I've found that a single line takes up pretty much 100% of the time used by the code:
insample = kernel(sample) < iso
(see the code below). This line stores in the list insample all the values in sample that evaluate in kernel to less than the float iso.
I made this question (slightly modified) 6 months ago over at Stack Overflow and the best answer involved parallelization.
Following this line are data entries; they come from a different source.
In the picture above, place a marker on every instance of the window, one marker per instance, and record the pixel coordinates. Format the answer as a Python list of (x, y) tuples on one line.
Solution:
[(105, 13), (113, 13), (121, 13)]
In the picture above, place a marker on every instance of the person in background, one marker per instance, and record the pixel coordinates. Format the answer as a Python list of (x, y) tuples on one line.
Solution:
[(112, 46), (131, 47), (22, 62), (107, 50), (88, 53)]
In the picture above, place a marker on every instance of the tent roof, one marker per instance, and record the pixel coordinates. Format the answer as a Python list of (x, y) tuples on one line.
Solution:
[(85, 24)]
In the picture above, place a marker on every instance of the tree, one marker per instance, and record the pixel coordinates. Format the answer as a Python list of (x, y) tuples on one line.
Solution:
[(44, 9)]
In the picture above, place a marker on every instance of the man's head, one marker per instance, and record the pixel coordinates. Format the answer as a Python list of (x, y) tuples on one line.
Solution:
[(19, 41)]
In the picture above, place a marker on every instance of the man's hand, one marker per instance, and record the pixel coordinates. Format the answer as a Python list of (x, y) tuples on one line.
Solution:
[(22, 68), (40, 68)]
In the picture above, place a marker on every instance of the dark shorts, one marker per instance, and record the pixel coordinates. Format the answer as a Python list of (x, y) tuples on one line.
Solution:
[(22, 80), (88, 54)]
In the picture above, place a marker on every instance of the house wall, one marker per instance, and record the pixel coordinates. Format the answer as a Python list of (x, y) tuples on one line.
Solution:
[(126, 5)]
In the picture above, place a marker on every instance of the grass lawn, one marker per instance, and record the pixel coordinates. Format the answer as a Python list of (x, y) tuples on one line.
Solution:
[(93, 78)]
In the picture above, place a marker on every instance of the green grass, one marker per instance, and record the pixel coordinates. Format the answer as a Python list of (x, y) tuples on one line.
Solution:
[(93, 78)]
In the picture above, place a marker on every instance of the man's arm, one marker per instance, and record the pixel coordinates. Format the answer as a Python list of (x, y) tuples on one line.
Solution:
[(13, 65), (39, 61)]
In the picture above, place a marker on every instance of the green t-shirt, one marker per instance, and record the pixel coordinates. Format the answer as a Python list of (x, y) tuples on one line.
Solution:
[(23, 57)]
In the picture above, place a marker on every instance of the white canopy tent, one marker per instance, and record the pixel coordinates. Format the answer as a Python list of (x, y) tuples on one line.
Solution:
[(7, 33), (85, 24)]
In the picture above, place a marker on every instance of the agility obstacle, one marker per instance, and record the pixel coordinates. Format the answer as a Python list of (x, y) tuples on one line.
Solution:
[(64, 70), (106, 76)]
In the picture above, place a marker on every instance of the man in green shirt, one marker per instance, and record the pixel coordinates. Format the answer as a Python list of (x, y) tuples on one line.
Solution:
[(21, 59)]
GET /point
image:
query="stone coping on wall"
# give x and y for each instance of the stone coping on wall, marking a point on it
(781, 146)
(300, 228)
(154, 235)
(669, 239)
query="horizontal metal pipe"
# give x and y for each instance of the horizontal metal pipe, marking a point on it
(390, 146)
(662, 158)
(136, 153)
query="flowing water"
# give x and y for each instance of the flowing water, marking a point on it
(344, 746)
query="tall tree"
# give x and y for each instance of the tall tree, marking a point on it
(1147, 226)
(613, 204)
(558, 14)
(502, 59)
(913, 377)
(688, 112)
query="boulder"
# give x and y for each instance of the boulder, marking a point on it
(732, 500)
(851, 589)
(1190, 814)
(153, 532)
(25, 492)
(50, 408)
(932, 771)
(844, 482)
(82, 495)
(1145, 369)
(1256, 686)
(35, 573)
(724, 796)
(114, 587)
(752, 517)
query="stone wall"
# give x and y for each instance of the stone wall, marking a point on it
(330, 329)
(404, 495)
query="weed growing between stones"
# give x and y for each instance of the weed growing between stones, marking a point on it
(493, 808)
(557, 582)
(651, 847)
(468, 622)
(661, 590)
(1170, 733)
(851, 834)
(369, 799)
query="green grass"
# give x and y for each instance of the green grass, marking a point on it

I'm hoping to avoid parallelization (gives way too much trouble as can be seen in the question linked above), but I'm open to any improvement in performance achieved by means of virtually any other way (including Cython and any package available).
Here's the minimum working example (MWE):
import numpy as np
from scipy import stats
# Define KDE integration function.
def kde_integration(m1, m2):
# Perform a kernel density estimate (KDE) on the data.
values = np.vstack([m1, m2])
kernel = stats.gaussian_kde(values, bw_method=None)
# This list will be returned at the end of this function.
out_list = []
# Iterate through all floats in m1, m2 lists and calculate for each one the
# integral of the KDE for the domain of points located *below* the KDE
# value of said float eveluated in the KDE.
for indx, m1_p in enumerate(m1):
# Compute the point below which to integrate.
iso = kernel((m1_p, m2[indx]))
# Sample KDE distribution
sample = kernel.resample(size=100)
# THIS TAKES ALMOST 100% OF THE COMPUTATION TIME.
# Filter the sample.
insample = kernel(sample) < iso
# Monte Carlo Integral.
integral = insample.sum() / float(insample.shape[0])
# Avoid 'nan' and/or 'infinite' values down the line.
integral = integral if integral > 0. else 0.000001
# Append integral value for this point to list that will return.
out_list.append(round(integral, 2))
return out_list
# Generate some random two-dimensional data:
def measure(n):
"Return two coupled measurements."
m1 = np.random.normal(size=n)
m2 = np.random.normal(scale=0.5, size=n)
return m1+m2, m1-m2
# Random data.
m1, m2 = measure(100)
# Call KDE integration function.
kde_integration(m1, m2)
Any help/suggestions/ideas will be very much appreciated.